St Madeleine Sophie would have approved of Sorry Day being so close to her Feast Day, but it does mean that we gather for two significant liturgies on consecutive days at Stuartholme. On Thursday we gathered in the Chapel for a prayerful Mass in honour of Sophie followed by celebrations on the Oval. The following day, we gathered again in a more solemn mood for our annual National Sorry Day Liturgy.
Our Liturgy was introduced by reminding us of its special significance this year.
“In 2017, we reflect on two significant anniversaries in Australia’s reconciliation journey – 50 years since the 1967 referendum, and 25 years since the historic Mabo decision.
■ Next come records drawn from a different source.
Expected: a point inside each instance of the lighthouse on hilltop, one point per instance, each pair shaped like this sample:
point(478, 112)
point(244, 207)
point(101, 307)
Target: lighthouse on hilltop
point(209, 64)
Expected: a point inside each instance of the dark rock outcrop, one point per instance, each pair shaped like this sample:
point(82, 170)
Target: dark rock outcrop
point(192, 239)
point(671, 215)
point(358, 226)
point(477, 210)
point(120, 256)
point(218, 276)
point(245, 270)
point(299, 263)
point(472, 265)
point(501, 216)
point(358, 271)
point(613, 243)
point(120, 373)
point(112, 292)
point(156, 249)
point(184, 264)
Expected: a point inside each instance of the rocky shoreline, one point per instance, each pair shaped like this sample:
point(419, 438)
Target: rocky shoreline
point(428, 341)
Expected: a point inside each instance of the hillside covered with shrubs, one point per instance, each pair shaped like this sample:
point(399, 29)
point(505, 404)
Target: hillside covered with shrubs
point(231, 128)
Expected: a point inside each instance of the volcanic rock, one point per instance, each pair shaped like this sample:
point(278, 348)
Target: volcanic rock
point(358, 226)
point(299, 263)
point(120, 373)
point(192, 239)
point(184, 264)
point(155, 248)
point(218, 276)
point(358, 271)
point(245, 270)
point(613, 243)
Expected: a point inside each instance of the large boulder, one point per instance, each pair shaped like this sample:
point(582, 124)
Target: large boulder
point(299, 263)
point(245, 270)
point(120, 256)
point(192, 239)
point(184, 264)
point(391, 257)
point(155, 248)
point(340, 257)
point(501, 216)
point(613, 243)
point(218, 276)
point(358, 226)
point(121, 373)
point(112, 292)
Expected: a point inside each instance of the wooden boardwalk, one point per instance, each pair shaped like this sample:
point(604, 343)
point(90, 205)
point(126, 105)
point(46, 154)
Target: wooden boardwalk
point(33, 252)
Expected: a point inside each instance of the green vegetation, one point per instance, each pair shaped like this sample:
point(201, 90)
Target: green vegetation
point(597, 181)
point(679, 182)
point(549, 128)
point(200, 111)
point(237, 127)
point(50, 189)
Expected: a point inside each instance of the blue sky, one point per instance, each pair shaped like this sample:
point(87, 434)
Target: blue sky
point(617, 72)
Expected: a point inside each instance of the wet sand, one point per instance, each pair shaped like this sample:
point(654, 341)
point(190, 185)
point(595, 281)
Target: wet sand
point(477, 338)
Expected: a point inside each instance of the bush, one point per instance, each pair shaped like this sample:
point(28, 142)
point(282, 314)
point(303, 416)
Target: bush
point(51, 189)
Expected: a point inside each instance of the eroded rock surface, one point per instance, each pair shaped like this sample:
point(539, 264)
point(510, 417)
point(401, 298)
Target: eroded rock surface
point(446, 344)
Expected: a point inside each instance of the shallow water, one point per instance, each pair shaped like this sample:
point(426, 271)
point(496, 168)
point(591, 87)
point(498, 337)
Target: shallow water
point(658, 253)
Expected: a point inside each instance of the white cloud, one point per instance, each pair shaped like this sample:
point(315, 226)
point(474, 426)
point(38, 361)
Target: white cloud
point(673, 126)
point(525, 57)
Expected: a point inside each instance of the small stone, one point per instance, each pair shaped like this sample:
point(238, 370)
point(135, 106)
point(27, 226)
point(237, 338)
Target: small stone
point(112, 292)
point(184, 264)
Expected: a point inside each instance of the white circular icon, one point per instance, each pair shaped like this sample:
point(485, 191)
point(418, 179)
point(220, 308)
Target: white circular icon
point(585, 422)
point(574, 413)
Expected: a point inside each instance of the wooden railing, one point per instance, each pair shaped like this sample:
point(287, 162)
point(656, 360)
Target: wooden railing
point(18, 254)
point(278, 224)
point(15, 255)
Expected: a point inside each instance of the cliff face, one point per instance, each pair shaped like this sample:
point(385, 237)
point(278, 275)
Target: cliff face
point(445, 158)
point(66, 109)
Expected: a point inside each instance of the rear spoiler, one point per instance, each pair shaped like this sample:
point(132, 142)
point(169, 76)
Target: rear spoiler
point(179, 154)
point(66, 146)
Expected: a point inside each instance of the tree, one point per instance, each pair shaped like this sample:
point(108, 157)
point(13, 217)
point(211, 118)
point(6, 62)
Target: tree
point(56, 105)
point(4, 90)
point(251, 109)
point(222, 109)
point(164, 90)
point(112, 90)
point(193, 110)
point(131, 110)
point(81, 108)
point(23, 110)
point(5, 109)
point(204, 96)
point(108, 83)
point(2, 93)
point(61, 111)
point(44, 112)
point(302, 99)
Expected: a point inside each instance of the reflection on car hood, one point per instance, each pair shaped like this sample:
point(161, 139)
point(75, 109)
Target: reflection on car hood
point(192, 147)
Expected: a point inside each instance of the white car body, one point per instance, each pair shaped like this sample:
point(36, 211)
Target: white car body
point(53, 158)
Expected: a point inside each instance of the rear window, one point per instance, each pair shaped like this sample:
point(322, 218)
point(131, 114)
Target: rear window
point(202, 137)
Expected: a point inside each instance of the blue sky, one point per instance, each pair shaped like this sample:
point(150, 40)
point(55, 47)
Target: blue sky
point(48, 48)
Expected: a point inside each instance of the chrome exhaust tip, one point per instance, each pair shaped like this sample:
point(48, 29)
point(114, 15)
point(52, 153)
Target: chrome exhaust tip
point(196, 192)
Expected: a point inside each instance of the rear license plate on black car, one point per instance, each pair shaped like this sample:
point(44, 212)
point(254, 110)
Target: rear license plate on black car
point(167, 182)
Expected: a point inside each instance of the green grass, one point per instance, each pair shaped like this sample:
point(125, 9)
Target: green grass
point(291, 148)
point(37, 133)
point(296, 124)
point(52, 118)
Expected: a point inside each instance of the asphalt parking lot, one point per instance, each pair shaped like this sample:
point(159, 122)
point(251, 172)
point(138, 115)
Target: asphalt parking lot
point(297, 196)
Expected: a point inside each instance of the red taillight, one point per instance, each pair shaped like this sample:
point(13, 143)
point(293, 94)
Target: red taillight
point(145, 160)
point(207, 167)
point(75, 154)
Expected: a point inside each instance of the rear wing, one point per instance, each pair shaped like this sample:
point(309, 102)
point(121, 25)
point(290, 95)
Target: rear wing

Today, Friday, 26th May, we take the time to recognise that reconciliation must live in the hearts, minds and actions of all Australians as we move forward, in the knowledge that we believe in fairness for everyone, that our diversity makes us richer, and that together, we are stronger. We are called , as the theme of Reconciliation Week suggests, to ‘Take the Next Steps’ together.”
Our indigenous students led the liturgy with acknowledgement of Country, introducing themselves according to their Aboriginal lineage. This year two of them shared moving stories of their grandparents’ experiences as members of the stolen generation. We were privileged to have Dr Chelsea Bond, a Munahjahli and South Sea Islander health researcher and National NAIDOC scholar of the year, to speak to us about the significance of this day. Then each of our indigenous students spoke of their hopes for the future.
“For the times we have not recognised the importance of reconciliation for all Australians, and worked to see it realised in our minds, hearts and actions” With the words “We say sorry” we all took a “next step” towards the centre. We ended our liturgy by joining hands and reciting the Lord’s Prayer together.
Our indigenous students, their invited guests, and some staff members then gathered in the Australian Room for a celebratory morning tea.